Selling My TTRS for new Tesla P85D on order. Would like to sell late March, but am willing to let her go earlier if someone is dying to have her. 

She was purchased new on or about March 31, 2013. I saw her at the dealership and asked for a test drive. The sales guy thought I was joking. I told him if I could fit a car seat in the back and I liked the performance and handling, I would buy. We verified the ability to put a car seat in and the rest is history.

Mechanical things to note
Within the first month an APR Stage I tune was added and a KN Air filter. Within a few months the APR downpipe was added and I upgraded to the Stage II tune. I switched out the spark plugs at this time with the recommended plugs that are one step colder. Several months later I added the APR Intercooler and MSS Full Sports Springs. The front brakes were replaced under warranty in the summer of 2014 as a result of the TSB that was issued. As noted the milage is low, but I think it is worth mentioning that about 10K of the 19K miles were put on as a result of 4 2400 mile trips from Houston to Colorado. These were long road trips with very long highway miles. I only mention this because most people seem to think highway miles create less wear and tear. Take that for what it is worth. 

Cosmetic things to note
Gtechniq detail performed summer of 2013. I spent around $1K on this. Sure it was a ridiculous amount to spend, but the effects are spectacular. Summer of 2014 I brought the detailer back out to do a refresh. Almost all of the hydrophobic effects were still present, but since he was there I had him add an extra coat. Since that time, the car has been driven less than $3000 miles. All this to say that the detail is still in excellent condition. Spring of 2014 purchased Enekei (sp?) wheels. I would like to keep these and will put the stock rims on, but I could be convinced to sell them for a reasonable price. The interior is in near perfect condition. No spills. No noticeable wear anywhere except minor creasing in the side bolster for the front seats. The driver side creasing is more pronounced because the passenger seat was rarely used. There is a small imperfection/scratch on the front of the hood. It is about half the size of a pencil eraser head. This happened on a drive to Colorado from a rock thrown from a truck. The front bumper cover was replaced because something flew of the back of a different truck and put a large gouge in the bumper cover. There was no other damage. This repair was performed in December of 2013 and the paint is a perfect match and looks OEM.

Tracking Days:
You can check my threads and read my comments about my 2 track days. The brief synopsis that is worth mentioning here is that the first day my car was on the track for three or four 20 minute sessions. The second track day it was on the track for five or six 20 minute seasons. At the end of this session I slid into the gravel and some pebbles got between my front driver caliper and my wheel. The caliper has some moderate cosmetic scratches. Other than that, there were no other problems. 

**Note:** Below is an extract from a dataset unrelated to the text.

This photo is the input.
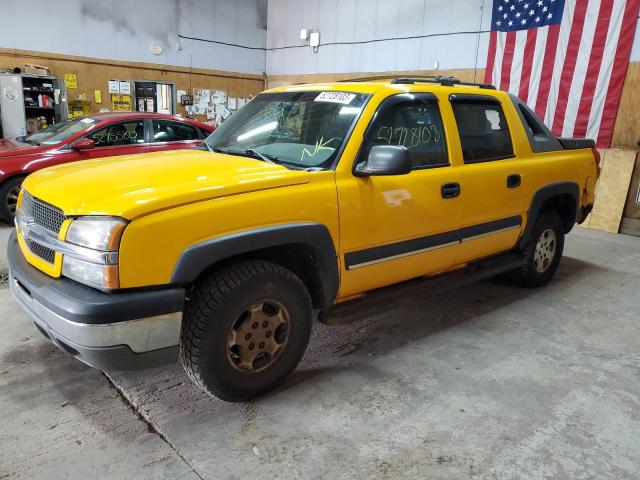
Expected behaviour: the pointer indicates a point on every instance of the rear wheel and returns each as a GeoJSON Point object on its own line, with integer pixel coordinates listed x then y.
{"type": "Point", "coordinates": [9, 192]}
{"type": "Point", "coordinates": [245, 329]}
{"type": "Point", "coordinates": [543, 252]}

Tires were replaced at about 13K miles. Pilot Super Sports 265/30/19. The second track day happened with these tires. I would estimate that 75% of the tire tread is still there. 

Nice Extras
I added a bluetooth adapter that enables streaming music (value about $100). I also have a VAG Com which I will give away (value about $300)

OEM features
This car came with everything with the exception of the carbon fiber mirrors. 

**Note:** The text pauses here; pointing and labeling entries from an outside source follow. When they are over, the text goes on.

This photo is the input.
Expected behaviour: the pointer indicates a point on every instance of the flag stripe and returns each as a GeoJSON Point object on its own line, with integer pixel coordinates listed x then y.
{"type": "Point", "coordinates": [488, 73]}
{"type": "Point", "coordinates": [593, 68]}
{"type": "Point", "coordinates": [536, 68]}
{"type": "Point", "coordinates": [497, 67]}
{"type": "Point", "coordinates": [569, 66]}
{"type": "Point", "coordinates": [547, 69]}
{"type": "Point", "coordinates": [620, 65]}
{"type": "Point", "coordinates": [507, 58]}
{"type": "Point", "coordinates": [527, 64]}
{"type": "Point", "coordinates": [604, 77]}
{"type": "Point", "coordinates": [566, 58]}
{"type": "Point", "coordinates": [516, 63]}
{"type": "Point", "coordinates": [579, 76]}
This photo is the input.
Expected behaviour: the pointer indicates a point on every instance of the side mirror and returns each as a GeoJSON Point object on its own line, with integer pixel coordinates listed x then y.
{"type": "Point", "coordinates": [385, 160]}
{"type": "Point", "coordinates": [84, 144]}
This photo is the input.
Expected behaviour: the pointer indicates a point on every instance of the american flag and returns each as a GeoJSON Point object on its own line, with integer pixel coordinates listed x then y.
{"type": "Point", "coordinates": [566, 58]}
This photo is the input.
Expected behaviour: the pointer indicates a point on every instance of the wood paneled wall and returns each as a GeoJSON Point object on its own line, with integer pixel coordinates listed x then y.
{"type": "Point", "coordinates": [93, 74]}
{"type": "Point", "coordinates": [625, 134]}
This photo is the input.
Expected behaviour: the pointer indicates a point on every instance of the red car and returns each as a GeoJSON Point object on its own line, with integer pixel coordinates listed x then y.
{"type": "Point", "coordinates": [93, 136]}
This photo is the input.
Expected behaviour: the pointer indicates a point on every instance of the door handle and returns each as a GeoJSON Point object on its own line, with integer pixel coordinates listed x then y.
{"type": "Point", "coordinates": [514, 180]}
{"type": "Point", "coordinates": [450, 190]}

If there is a serious buyer, I will be happy to take extensive pictures and videos of anything they want or we could FaceTime or Skype. I have no interest in parting anything out, but I do have the OEM springs if those are wanted. 

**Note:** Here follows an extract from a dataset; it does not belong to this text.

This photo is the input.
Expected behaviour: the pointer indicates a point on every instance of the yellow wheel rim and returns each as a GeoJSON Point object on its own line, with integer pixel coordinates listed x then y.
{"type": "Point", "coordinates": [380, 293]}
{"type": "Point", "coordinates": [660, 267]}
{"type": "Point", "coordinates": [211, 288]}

I am totally willing to offer a good deal. My goals are simple, a far deal for both sides and a simple transaction. What do I think is fair? Well I did a quick quote on Edmonds and got $45,355. The extras that were added cost me about $5500 in parts and at least $2000 more in labor. I know very little cash value is added as a result of these upgrades. So I am willing to offer the TTRS for a flat $47K. Buyer pays for and arranges shipping. I am open to suggestions regarding payment method. If by chance there is a lot of interest in the car and a deal has not been inked, I do reserve the right to adjust the price. 

I took a quick video tonight. Take a look. I will be happy to do another one in the day light. I just wanted to get this out there while I was thinking about it. 




Feel free to ask questions on this thread or PM me.


----------



## robcorn (Sep 30, 2000)

You may want to move this over to the MKII thread to get more traffic and also post it in the classifieds! Nice car, wish I had the funds to buy it now!

Best of luck with your sale!


----------



## Williamttrs (Mar 29, 2013)

rob,

Thanks for pointing that out! I thought I was in the right place.


----------